The experiment is clean. Take 13 BIG-Bench Hard tasks, run them on GPT-3.5 and Claude 1.0 with CoT, and add subtle biasing features to the inputs. The headline manipulation is reordering the multiple-choice options in the few-shot exemplars so that the answer is always "(A)". The model picks up on this and starts answering (A) on the test questions, even when (A) is wrong. Accuracy drops by up to 36%. The CoT explanation, meanwhile, never mentions the bias. It generates a plausible step-by-step justification for whatever answer the model has already committed to.
The social-bias version of the experiment is more uncomfortable. The model produces stereotype-aligned answers and then explains them with reasoning that doesn't mention the stereotype. The explanation is logically coherent, sounds reasonable, and is wrong about why the model said what it said.
The conclusion the authors draw is that CoT is not a window into the model's reasoning. It is a generated sequence that can be a faithful trace of computation, but can also be a post-hoc rationalization. From outside, you can't tell which one you're looking at.
A tension I haven't resolved
When I first read Iteration Head and Turpin together, I assumed one of them had to be wrong. If CoT tokens are causally necessary scratchpad for the computation, how can the model be ignoring them and confabulating?

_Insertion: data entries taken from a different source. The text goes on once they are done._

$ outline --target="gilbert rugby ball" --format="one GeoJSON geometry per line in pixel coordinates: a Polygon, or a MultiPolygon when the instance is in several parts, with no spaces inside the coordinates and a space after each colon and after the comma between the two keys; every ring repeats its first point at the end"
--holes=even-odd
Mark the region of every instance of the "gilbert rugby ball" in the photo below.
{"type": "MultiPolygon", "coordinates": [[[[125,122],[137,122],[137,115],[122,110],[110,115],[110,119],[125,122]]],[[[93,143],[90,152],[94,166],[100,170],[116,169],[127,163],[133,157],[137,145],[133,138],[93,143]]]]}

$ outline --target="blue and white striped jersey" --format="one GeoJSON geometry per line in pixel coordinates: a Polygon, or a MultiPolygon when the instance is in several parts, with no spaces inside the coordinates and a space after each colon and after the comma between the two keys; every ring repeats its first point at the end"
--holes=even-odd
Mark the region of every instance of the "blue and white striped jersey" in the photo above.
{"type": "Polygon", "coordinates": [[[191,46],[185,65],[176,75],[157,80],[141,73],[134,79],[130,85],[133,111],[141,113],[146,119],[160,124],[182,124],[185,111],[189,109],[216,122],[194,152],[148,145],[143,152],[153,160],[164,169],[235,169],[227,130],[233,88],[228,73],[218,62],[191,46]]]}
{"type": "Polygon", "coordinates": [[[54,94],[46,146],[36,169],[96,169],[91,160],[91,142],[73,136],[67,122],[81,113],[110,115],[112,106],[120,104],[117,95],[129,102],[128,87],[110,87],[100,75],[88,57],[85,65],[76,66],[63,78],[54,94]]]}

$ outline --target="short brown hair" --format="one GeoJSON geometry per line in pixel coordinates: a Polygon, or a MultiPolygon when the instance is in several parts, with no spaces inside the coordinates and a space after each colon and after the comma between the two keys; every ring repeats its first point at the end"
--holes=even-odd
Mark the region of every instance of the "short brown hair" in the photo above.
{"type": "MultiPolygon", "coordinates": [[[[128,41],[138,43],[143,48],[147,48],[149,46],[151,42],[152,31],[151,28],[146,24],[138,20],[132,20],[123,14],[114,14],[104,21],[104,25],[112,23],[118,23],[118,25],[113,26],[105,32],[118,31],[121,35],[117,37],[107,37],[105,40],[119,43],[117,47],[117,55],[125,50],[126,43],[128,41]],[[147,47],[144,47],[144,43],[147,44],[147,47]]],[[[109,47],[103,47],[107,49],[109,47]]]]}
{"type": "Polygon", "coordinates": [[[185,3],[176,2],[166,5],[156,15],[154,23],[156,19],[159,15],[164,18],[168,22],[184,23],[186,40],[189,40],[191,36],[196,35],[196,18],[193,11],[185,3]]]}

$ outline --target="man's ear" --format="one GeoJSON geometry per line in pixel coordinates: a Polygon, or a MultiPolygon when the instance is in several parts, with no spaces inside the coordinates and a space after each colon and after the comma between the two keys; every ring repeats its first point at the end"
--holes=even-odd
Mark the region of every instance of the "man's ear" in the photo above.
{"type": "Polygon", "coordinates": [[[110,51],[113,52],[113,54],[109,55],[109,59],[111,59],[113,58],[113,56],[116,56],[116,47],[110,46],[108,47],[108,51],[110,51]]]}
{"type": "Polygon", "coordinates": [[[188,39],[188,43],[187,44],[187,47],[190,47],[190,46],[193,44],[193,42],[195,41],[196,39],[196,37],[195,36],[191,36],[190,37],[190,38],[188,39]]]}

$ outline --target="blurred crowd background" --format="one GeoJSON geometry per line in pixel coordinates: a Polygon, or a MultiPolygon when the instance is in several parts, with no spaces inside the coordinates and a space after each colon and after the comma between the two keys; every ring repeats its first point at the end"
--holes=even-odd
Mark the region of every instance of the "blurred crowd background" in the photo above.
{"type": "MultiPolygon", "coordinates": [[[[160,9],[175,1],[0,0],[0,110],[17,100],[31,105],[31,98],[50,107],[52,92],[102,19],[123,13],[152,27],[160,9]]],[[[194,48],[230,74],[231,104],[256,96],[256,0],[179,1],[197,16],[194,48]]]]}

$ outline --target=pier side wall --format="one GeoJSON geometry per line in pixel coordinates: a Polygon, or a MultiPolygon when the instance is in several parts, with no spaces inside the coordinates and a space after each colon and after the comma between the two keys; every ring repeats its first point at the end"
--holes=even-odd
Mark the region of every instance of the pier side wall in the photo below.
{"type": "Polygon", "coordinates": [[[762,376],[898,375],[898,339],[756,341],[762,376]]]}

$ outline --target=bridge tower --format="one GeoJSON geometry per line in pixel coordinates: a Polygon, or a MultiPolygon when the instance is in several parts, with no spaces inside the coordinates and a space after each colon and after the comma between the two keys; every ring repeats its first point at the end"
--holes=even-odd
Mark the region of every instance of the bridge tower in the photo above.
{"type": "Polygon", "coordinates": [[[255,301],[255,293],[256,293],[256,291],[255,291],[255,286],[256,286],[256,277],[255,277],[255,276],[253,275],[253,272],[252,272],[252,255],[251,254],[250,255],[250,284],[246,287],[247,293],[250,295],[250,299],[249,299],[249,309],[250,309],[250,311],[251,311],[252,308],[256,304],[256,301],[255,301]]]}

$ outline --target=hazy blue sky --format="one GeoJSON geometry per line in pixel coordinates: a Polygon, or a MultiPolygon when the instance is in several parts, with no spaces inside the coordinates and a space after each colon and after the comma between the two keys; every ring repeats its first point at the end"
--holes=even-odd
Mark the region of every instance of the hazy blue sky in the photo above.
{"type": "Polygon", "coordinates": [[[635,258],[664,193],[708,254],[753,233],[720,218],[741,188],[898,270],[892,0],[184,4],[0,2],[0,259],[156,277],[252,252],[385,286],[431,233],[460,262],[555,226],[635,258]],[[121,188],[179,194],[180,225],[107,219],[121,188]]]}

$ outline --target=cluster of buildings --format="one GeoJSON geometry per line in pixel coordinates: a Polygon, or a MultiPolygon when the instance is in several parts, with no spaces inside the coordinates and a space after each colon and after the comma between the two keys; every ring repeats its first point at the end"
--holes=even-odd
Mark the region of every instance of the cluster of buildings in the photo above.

The answer, I think, is that they are talking about different regimes. CoT-as-computation, in the Iteration Head sense, is what happens when the task structurally requires iteration that exceeds a single forward pass. The model has no other choice. The tokens have to do work because there is no internal state that could carry the computation. CoT-as-explanation is what happens when the task is within the model's per-token capacity but some other input feature has already determined the answer. The model still produces a step-by-step output because that's what the prompt asks for, but the steps are not where the answer comes from.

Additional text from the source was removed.